The real action happened backstage, though. That’s where Cash first bumped into Carl Smith’s wife, June Carter, who was hurriedly tuning up her guitar before walking onstage. Carter, who’d recently wrapped up a tour with Elvis Presley, had become a fan of Cash’s music on the road, where Elvis reportedly played “Cry! Cry! Cry!” on jukeboxes across the South. Meanwhile, Cash had grown up listening to live performances from Mother Maybelle & the Carter Sisters — whose lineup included a young June — on the radio.

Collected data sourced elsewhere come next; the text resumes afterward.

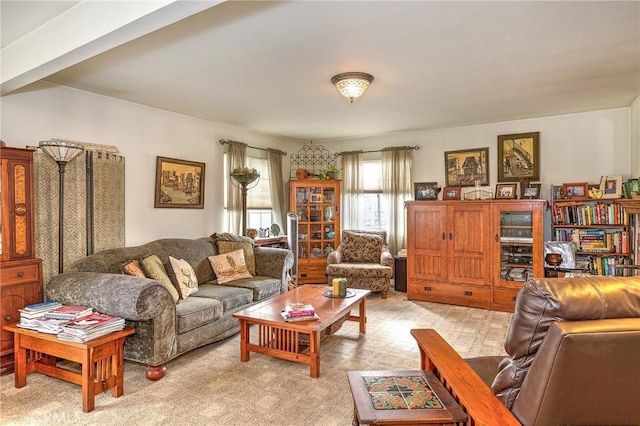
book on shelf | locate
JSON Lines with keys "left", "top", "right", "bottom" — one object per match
{"left": 283, "top": 302, "right": 315, "bottom": 317}
{"left": 43, "top": 305, "right": 93, "bottom": 320}
{"left": 280, "top": 311, "right": 319, "bottom": 322}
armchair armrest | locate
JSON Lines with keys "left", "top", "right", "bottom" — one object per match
{"left": 380, "top": 249, "right": 393, "bottom": 268}
{"left": 327, "top": 245, "right": 344, "bottom": 265}
{"left": 253, "top": 246, "right": 294, "bottom": 293}
{"left": 411, "top": 329, "right": 521, "bottom": 426}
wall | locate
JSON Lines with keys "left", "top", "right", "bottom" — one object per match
{"left": 631, "top": 95, "right": 640, "bottom": 177}
{"left": 321, "top": 108, "right": 632, "bottom": 199}
{"left": 0, "top": 81, "right": 301, "bottom": 246}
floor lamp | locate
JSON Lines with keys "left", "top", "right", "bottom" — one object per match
{"left": 39, "top": 140, "right": 85, "bottom": 274}
{"left": 230, "top": 169, "right": 260, "bottom": 236}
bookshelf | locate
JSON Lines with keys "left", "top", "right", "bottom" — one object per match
{"left": 550, "top": 187, "right": 633, "bottom": 276}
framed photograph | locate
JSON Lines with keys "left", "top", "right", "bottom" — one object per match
{"left": 495, "top": 183, "right": 518, "bottom": 199}
{"left": 497, "top": 132, "right": 540, "bottom": 182}
{"left": 599, "top": 175, "right": 622, "bottom": 199}
{"left": 154, "top": 156, "right": 205, "bottom": 208}
{"left": 414, "top": 182, "right": 440, "bottom": 200}
{"left": 562, "top": 182, "right": 588, "bottom": 200}
{"left": 443, "top": 186, "right": 462, "bottom": 200}
{"left": 523, "top": 184, "right": 542, "bottom": 199}
{"left": 444, "top": 147, "right": 490, "bottom": 187}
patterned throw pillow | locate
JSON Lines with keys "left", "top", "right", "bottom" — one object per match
{"left": 208, "top": 248, "right": 253, "bottom": 284}
{"left": 167, "top": 257, "right": 199, "bottom": 299}
{"left": 121, "top": 259, "right": 147, "bottom": 278}
{"left": 217, "top": 241, "right": 256, "bottom": 275}
{"left": 342, "top": 232, "right": 384, "bottom": 263}
{"left": 140, "top": 254, "right": 180, "bottom": 304}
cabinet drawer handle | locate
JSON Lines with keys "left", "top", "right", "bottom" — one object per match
{"left": 423, "top": 286, "right": 432, "bottom": 292}
{"left": 448, "top": 233, "right": 453, "bottom": 240}
{"left": 4, "top": 315, "right": 12, "bottom": 322}
{"left": 441, "top": 233, "right": 446, "bottom": 240}
{"left": 512, "top": 296, "right": 517, "bottom": 301}
{"left": 495, "top": 234, "right": 499, "bottom": 242}
{"left": 464, "top": 291, "right": 473, "bottom": 296}
{"left": 301, "top": 273, "right": 307, "bottom": 278}
{"left": 17, "top": 271, "right": 24, "bottom": 278}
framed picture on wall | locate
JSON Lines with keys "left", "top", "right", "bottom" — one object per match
{"left": 497, "top": 132, "right": 540, "bottom": 182}
{"left": 154, "top": 156, "right": 205, "bottom": 208}
{"left": 444, "top": 147, "right": 490, "bottom": 187}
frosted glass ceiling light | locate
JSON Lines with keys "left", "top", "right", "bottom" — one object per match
{"left": 331, "top": 72, "right": 374, "bottom": 103}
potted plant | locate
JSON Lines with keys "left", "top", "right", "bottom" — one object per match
{"left": 319, "top": 165, "right": 343, "bottom": 180}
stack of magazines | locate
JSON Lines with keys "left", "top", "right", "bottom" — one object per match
{"left": 281, "top": 302, "right": 318, "bottom": 322}
{"left": 18, "top": 301, "right": 65, "bottom": 334}
{"left": 57, "top": 312, "right": 125, "bottom": 343}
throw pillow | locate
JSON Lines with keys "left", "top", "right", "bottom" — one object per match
{"left": 140, "top": 254, "right": 180, "bottom": 304}
{"left": 342, "top": 231, "right": 384, "bottom": 263}
{"left": 121, "top": 259, "right": 147, "bottom": 278}
{"left": 216, "top": 240, "right": 256, "bottom": 275}
{"left": 167, "top": 257, "right": 199, "bottom": 299}
{"left": 208, "top": 248, "right": 253, "bottom": 284}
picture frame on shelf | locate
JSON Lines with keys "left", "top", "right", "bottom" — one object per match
{"left": 562, "top": 182, "right": 589, "bottom": 200}
{"left": 154, "top": 156, "right": 205, "bottom": 208}
{"left": 444, "top": 147, "right": 489, "bottom": 187}
{"left": 523, "top": 183, "right": 542, "bottom": 199}
{"left": 600, "top": 175, "right": 623, "bottom": 199}
{"left": 497, "top": 132, "right": 540, "bottom": 182}
{"left": 443, "top": 186, "right": 462, "bottom": 200}
{"left": 414, "top": 182, "right": 440, "bottom": 200}
{"left": 495, "top": 183, "right": 518, "bottom": 199}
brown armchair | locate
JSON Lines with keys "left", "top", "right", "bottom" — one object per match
{"left": 326, "top": 230, "right": 394, "bottom": 298}
{"left": 412, "top": 276, "right": 640, "bottom": 426}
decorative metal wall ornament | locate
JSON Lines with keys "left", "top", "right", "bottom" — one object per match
{"left": 289, "top": 143, "right": 339, "bottom": 180}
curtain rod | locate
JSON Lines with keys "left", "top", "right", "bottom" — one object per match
{"left": 338, "top": 145, "right": 420, "bottom": 155}
{"left": 219, "top": 139, "right": 287, "bottom": 156}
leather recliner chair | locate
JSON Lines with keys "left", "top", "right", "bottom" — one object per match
{"left": 411, "top": 276, "right": 640, "bottom": 426}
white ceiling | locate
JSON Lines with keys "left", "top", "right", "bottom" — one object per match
{"left": 2, "top": 1, "right": 639, "bottom": 141}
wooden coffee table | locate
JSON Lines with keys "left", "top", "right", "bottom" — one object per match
{"left": 3, "top": 324, "right": 134, "bottom": 412}
{"left": 347, "top": 370, "right": 467, "bottom": 425}
{"left": 233, "top": 285, "right": 370, "bottom": 378}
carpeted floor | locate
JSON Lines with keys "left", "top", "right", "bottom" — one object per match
{"left": 0, "top": 288, "right": 512, "bottom": 425}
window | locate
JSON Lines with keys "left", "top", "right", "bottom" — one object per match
{"left": 359, "top": 160, "right": 386, "bottom": 229}
{"left": 224, "top": 154, "right": 273, "bottom": 231}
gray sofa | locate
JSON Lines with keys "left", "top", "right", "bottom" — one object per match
{"left": 45, "top": 236, "right": 293, "bottom": 380}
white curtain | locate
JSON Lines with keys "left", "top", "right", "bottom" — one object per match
{"left": 226, "top": 141, "right": 246, "bottom": 235}
{"left": 341, "top": 151, "right": 363, "bottom": 231}
{"left": 382, "top": 148, "right": 413, "bottom": 254}
{"left": 267, "top": 148, "right": 286, "bottom": 231}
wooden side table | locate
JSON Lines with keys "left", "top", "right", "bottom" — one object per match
{"left": 3, "top": 324, "right": 134, "bottom": 412}
{"left": 347, "top": 370, "right": 467, "bottom": 425}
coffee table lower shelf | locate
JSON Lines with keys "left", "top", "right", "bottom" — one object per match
{"left": 3, "top": 324, "right": 134, "bottom": 412}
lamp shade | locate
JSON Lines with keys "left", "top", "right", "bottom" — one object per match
{"left": 39, "top": 140, "right": 85, "bottom": 164}
{"left": 331, "top": 72, "right": 374, "bottom": 102}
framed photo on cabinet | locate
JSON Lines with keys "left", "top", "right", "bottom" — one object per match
{"left": 600, "top": 175, "right": 622, "bottom": 199}
{"left": 154, "top": 156, "right": 205, "bottom": 208}
{"left": 495, "top": 183, "right": 518, "bottom": 199}
{"left": 443, "top": 186, "right": 462, "bottom": 200}
{"left": 562, "top": 182, "right": 588, "bottom": 200}
{"left": 497, "top": 132, "right": 540, "bottom": 182}
{"left": 414, "top": 182, "right": 439, "bottom": 200}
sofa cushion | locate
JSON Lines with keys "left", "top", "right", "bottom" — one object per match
{"left": 175, "top": 296, "right": 223, "bottom": 334}
{"left": 140, "top": 254, "right": 180, "bottom": 303}
{"left": 208, "top": 249, "right": 253, "bottom": 284}
{"left": 167, "top": 256, "right": 199, "bottom": 299}
{"left": 219, "top": 276, "right": 282, "bottom": 301}
{"left": 215, "top": 233, "right": 256, "bottom": 275}
{"left": 326, "top": 263, "right": 393, "bottom": 279}
{"left": 121, "top": 259, "right": 147, "bottom": 278}
{"left": 342, "top": 231, "right": 384, "bottom": 263}
{"left": 191, "top": 283, "right": 254, "bottom": 311}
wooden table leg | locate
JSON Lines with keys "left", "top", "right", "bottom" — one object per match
{"left": 13, "top": 334, "right": 27, "bottom": 388}
{"left": 358, "top": 297, "right": 367, "bottom": 334}
{"left": 239, "top": 319, "right": 250, "bottom": 362}
{"left": 309, "top": 330, "right": 320, "bottom": 378}
{"left": 113, "top": 337, "right": 125, "bottom": 397}
{"left": 82, "top": 347, "right": 95, "bottom": 413}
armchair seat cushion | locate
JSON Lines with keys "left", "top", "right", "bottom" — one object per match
{"left": 326, "top": 263, "right": 393, "bottom": 279}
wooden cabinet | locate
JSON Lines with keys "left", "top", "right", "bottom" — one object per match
{"left": 407, "top": 200, "right": 544, "bottom": 312}
{"left": 0, "top": 147, "right": 43, "bottom": 374}
{"left": 289, "top": 180, "right": 340, "bottom": 284}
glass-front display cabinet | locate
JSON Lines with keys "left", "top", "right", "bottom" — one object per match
{"left": 289, "top": 180, "right": 340, "bottom": 284}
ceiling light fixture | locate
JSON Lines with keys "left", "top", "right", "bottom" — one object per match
{"left": 331, "top": 72, "right": 374, "bottom": 103}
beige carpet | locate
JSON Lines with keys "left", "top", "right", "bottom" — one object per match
{"left": 0, "top": 289, "right": 512, "bottom": 426}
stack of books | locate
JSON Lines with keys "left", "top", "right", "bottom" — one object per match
{"left": 57, "top": 312, "right": 126, "bottom": 343}
{"left": 44, "top": 305, "right": 94, "bottom": 321}
{"left": 18, "top": 301, "right": 63, "bottom": 320}
{"left": 18, "top": 301, "right": 66, "bottom": 333}
{"left": 281, "top": 302, "right": 318, "bottom": 322}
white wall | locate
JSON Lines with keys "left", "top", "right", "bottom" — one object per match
{"left": 0, "top": 82, "right": 301, "bottom": 246}
{"left": 322, "top": 108, "right": 632, "bottom": 199}
{"left": 631, "top": 95, "right": 640, "bottom": 177}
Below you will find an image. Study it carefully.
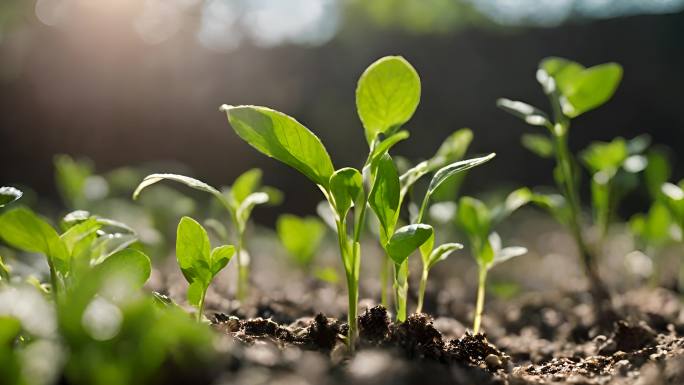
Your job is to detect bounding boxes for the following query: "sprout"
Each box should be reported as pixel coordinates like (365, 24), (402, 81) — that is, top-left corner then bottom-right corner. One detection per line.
(276, 214), (327, 272)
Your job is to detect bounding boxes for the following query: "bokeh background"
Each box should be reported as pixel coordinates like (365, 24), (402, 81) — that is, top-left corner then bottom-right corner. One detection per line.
(1, 0), (683, 222)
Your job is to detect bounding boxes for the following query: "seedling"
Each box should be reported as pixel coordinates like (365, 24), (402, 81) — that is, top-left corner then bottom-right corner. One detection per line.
(276, 214), (326, 271)
(0, 187), (22, 207)
(497, 57), (623, 303)
(579, 135), (649, 240)
(0, 207), (150, 299)
(133, 168), (279, 300)
(456, 190), (530, 333)
(176, 217), (234, 321)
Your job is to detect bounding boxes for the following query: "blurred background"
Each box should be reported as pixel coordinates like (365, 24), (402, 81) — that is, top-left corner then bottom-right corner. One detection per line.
(1, 0), (683, 222)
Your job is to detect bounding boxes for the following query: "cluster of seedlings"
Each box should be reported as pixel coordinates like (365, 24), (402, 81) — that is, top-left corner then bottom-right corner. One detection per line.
(1, 55), (683, 385)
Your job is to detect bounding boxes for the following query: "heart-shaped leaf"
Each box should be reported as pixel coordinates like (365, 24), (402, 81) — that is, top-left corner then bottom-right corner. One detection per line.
(222, 105), (335, 189)
(356, 56), (421, 144)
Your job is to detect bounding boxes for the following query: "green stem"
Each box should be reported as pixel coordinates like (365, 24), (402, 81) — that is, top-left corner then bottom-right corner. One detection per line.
(380, 254), (391, 308)
(48, 262), (59, 300)
(393, 261), (408, 322)
(235, 228), (249, 301)
(197, 290), (206, 322)
(416, 267), (429, 314)
(335, 218), (358, 352)
(473, 268), (487, 333)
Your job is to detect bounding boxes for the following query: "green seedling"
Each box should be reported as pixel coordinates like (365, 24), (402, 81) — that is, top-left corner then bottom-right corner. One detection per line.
(221, 56), (494, 345)
(276, 214), (327, 272)
(456, 190), (530, 333)
(54, 154), (109, 209)
(0, 187), (22, 207)
(497, 57), (623, 303)
(133, 168), (279, 300)
(580, 135), (649, 240)
(176, 217), (234, 321)
(0, 207), (148, 298)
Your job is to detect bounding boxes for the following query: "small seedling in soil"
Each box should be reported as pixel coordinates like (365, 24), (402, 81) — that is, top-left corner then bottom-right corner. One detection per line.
(133, 168), (279, 300)
(0, 207), (150, 298)
(497, 56), (623, 304)
(276, 213), (328, 273)
(176, 216), (235, 321)
(456, 190), (530, 333)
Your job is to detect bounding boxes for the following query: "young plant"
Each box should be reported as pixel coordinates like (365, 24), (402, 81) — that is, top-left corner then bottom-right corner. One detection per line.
(456, 190), (530, 333)
(276, 214), (327, 272)
(579, 135), (649, 240)
(0, 207), (150, 299)
(133, 168), (279, 300)
(176, 217), (234, 321)
(497, 57), (623, 303)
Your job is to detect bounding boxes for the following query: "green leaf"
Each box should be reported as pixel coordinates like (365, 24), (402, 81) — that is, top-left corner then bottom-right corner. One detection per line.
(356, 56), (421, 144)
(369, 130), (410, 166)
(133, 173), (226, 206)
(176, 217), (211, 284)
(54, 154), (93, 207)
(645, 149), (671, 199)
(427, 243), (463, 270)
(426, 154), (496, 198)
(93, 248), (151, 289)
(236, 192), (269, 229)
(386, 224), (433, 265)
(456, 197), (492, 256)
(221, 105), (335, 189)
(230, 168), (262, 205)
(492, 187), (532, 223)
(276, 214), (326, 267)
(496, 99), (551, 127)
(428, 128), (473, 170)
(329, 168), (363, 220)
(539, 57), (623, 118)
(209, 245), (234, 276)
(0, 256), (11, 283)
(630, 202), (672, 247)
(0, 207), (69, 273)
(580, 138), (628, 175)
(0, 187), (22, 207)
(60, 217), (101, 256)
(489, 233), (527, 268)
(368, 154), (401, 244)
(399, 160), (430, 200)
(187, 280), (205, 307)
(661, 182), (684, 225)
(521, 134), (554, 159)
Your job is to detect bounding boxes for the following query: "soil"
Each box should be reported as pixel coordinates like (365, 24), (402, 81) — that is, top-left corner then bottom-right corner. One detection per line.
(203, 288), (684, 385)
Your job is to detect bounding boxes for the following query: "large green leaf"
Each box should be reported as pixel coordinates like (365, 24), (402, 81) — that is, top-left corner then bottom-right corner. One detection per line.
(0, 187), (22, 207)
(93, 248), (151, 289)
(356, 56), (421, 144)
(0, 207), (69, 272)
(368, 154), (401, 244)
(386, 224), (433, 265)
(329, 168), (363, 220)
(276, 214), (326, 267)
(221, 105), (335, 189)
(539, 57), (623, 118)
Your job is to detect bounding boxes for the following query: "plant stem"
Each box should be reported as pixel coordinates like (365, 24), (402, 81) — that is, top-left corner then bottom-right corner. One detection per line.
(48, 262), (59, 300)
(473, 268), (487, 334)
(335, 218), (358, 352)
(197, 290), (206, 322)
(380, 254), (391, 308)
(416, 267), (429, 314)
(235, 228), (249, 301)
(393, 261), (408, 322)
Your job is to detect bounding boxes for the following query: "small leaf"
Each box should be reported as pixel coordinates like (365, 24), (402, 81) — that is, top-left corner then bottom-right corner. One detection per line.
(368, 154), (401, 244)
(426, 154), (496, 197)
(93, 248), (151, 289)
(210, 245), (235, 276)
(496, 99), (550, 127)
(456, 196), (492, 248)
(236, 192), (269, 229)
(399, 160), (430, 200)
(356, 56), (421, 144)
(427, 243), (463, 270)
(493, 246), (528, 267)
(60, 217), (101, 256)
(176, 217), (211, 284)
(329, 168), (363, 220)
(369, 130), (410, 166)
(0, 187), (22, 207)
(0, 207), (69, 273)
(276, 214), (326, 267)
(492, 187), (532, 223)
(222, 105), (335, 189)
(521, 134), (554, 159)
(581, 138), (628, 175)
(386, 224), (433, 265)
(230, 168), (262, 205)
(645, 149), (671, 199)
(133, 173), (225, 205)
(428, 128), (473, 170)
(187, 280), (205, 307)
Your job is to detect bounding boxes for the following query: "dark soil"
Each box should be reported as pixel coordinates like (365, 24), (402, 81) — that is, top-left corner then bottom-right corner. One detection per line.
(207, 289), (684, 385)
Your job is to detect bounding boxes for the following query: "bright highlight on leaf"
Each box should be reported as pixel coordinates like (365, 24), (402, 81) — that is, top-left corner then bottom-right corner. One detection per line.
(0, 187), (22, 207)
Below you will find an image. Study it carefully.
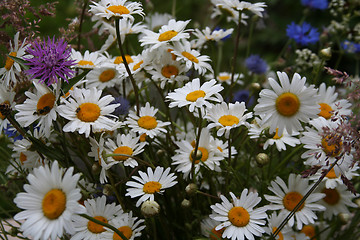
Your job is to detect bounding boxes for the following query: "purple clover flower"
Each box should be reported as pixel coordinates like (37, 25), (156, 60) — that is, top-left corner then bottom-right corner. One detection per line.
(301, 0), (328, 10)
(286, 22), (320, 46)
(245, 54), (268, 74)
(25, 37), (75, 86)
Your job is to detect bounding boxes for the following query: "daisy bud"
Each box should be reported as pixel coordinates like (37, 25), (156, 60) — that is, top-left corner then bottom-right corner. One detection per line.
(250, 82), (261, 91)
(185, 183), (198, 195)
(92, 162), (101, 175)
(181, 199), (191, 208)
(339, 213), (350, 224)
(256, 153), (269, 167)
(320, 47), (332, 60)
(9, 226), (19, 236)
(355, 198), (360, 207)
(141, 200), (160, 217)
(191, 149), (203, 162)
(103, 184), (112, 196)
(157, 149), (165, 157)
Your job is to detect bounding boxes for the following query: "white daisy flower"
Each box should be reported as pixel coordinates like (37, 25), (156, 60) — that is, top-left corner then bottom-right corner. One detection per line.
(105, 132), (146, 168)
(210, 189), (268, 240)
(317, 82), (352, 120)
(144, 12), (173, 31)
(15, 81), (59, 138)
(213, 137), (237, 158)
(140, 19), (191, 51)
(248, 117), (301, 152)
(71, 49), (106, 69)
(316, 183), (358, 220)
(85, 63), (124, 90)
(300, 117), (353, 176)
(167, 78), (224, 114)
(264, 212), (293, 240)
(0, 84), (15, 132)
(264, 173), (326, 230)
(235, 1), (267, 17)
(200, 217), (225, 239)
(71, 195), (124, 240)
(13, 161), (85, 240)
(127, 50), (151, 76)
(102, 211), (145, 240)
(125, 102), (170, 139)
(0, 32), (30, 89)
(205, 101), (252, 138)
(125, 166), (177, 207)
(57, 87), (120, 138)
(171, 128), (224, 179)
(192, 27), (234, 48)
(172, 40), (213, 75)
(89, 0), (144, 21)
(254, 71), (319, 136)
(206, 71), (244, 85)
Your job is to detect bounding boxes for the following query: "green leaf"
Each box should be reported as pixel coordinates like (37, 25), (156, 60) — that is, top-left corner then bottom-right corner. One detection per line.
(7, 54), (29, 70)
(62, 69), (90, 95)
(28, 136), (65, 161)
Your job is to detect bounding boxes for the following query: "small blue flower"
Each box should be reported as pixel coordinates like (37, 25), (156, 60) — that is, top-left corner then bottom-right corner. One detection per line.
(3, 124), (24, 141)
(286, 22), (320, 46)
(341, 40), (360, 54)
(233, 90), (255, 107)
(213, 27), (232, 41)
(301, 0), (328, 10)
(111, 96), (130, 116)
(245, 54), (268, 74)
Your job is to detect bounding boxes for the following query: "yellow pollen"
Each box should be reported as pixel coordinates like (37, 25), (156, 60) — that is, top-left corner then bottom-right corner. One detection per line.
(78, 60), (94, 66)
(77, 103), (101, 122)
(228, 207), (250, 227)
(143, 181), (162, 194)
(326, 168), (338, 179)
(87, 216), (108, 233)
(106, 5), (130, 15)
(275, 92), (300, 117)
(42, 189), (66, 220)
(186, 90), (206, 102)
(5, 52), (17, 70)
(190, 147), (209, 164)
(318, 103), (333, 119)
(210, 226), (225, 240)
(19, 152), (27, 164)
(139, 133), (147, 142)
(182, 51), (199, 63)
(138, 116), (158, 130)
(322, 188), (340, 205)
(273, 128), (282, 139)
(158, 30), (178, 42)
(218, 75), (230, 81)
(283, 191), (304, 211)
(0, 100), (10, 119)
(272, 227), (284, 240)
(37, 93), (56, 115)
(114, 55), (133, 64)
(301, 225), (316, 239)
(99, 69), (116, 82)
(113, 226), (133, 240)
(133, 60), (143, 71)
(161, 65), (179, 78)
(113, 146), (133, 161)
(167, 49), (177, 60)
(321, 136), (342, 157)
(218, 115), (239, 126)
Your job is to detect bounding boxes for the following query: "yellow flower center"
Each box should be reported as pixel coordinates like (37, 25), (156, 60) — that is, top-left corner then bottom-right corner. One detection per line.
(283, 191), (304, 211)
(113, 226), (133, 240)
(301, 225), (316, 239)
(137, 116), (158, 130)
(133, 60), (144, 71)
(87, 216), (108, 233)
(143, 181), (162, 194)
(186, 90), (206, 102)
(139, 133), (147, 142)
(36, 93), (56, 115)
(227, 206), (250, 227)
(99, 69), (116, 82)
(272, 227), (284, 240)
(161, 65), (179, 78)
(182, 51), (199, 63)
(114, 55), (133, 64)
(322, 188), (340, 205)
(158, 30), (178, 42)
(77, 103), (101, 122)
(218, 75), (230, 81)
(0, 100), (10, 120)
(218, 115), (239, 127)
(210, 226), (225, 240)
(272, 128), (282, 139)
(113, 146), (133, 161)
(5, 52), (17, 71)
(275, 92), (300, 117)
(20, 152), (27, 164)
(217, 146), (223, 152)
(42, 189), (66, 220)
(78, 60), (94, 66)
(106, 5), (130, 15)
(321, 136), (342, 157)
(190, 147), (209, 164)
(326, 168), (338, 179)
(318, 103), (333, 119)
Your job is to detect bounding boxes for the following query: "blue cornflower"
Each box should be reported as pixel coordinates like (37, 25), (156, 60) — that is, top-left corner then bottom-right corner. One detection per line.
(3, 124), (24, 141)
(245, 54), (268, 74)
(301, 0), (328, 10)
(341, 40), (360, 54)
(286, 22), (320, 46)
(233, 89), (255, 107)
(111, 96), (130, 116)
(25, 37), (75, 86)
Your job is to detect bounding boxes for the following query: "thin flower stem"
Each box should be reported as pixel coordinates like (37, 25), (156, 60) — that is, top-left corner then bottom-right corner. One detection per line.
(246, 16), (256, 57)
(191, 108), (203, 182)
(115, 18), (140, 115)
(196, 190), (221, 200)
(270, 157), (341, 239)
(77, 0), (89, 51)
(230, 11), (242, 102)
(215, 41), (223, 77)
(313, 59), (325, 85)
(79, 213), (128, 240)
(225, 131), (232, 192)
(172, 0), (176, 18)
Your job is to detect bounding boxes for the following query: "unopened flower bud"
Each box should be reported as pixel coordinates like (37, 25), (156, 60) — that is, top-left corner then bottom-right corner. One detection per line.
(141, 200), (160, 217)
(181, 199), (191, 208)
(156, 149), (165, 157)
(92, 162), (101, 175)
(355, 198), (360, 207)
(185, 183), (198, 195)
(102, 184), (112, 196)
(320, 47), (332, 60)
(338, 213), (350, 224)
(256, 153), (269, 167)
(250, 82), (261, 91)
(191, 149), (202, 162)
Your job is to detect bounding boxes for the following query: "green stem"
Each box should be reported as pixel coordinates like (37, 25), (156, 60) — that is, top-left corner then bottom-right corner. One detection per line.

That Saturday night in 1956, both singers happy introduced themselves, with Cash saying, “I’ve always wanted to meet you,” and Carter replying with, “I feel like I know you already.”
“I can’t remember anything else we talked about, except his eyes,” June Carter wrote in the liner notes of Cash’s 2000 box set, Love, God, Murder. “Those black eyes that shone like agates… He had a command of his performance that I had never before. Just a guitar and a bass and a gentle kind of presence that made not only me, but whole audiences become his followers.”
Smith and Carter divorced later that year, and Carter eventually joined Cash on the road, where the two sang together on hit songs like “Jackson.” They married in 1968, a dozen years after their backstage meeting at the Grand Ole Opry, and remained together until their deaths in the early 2000s.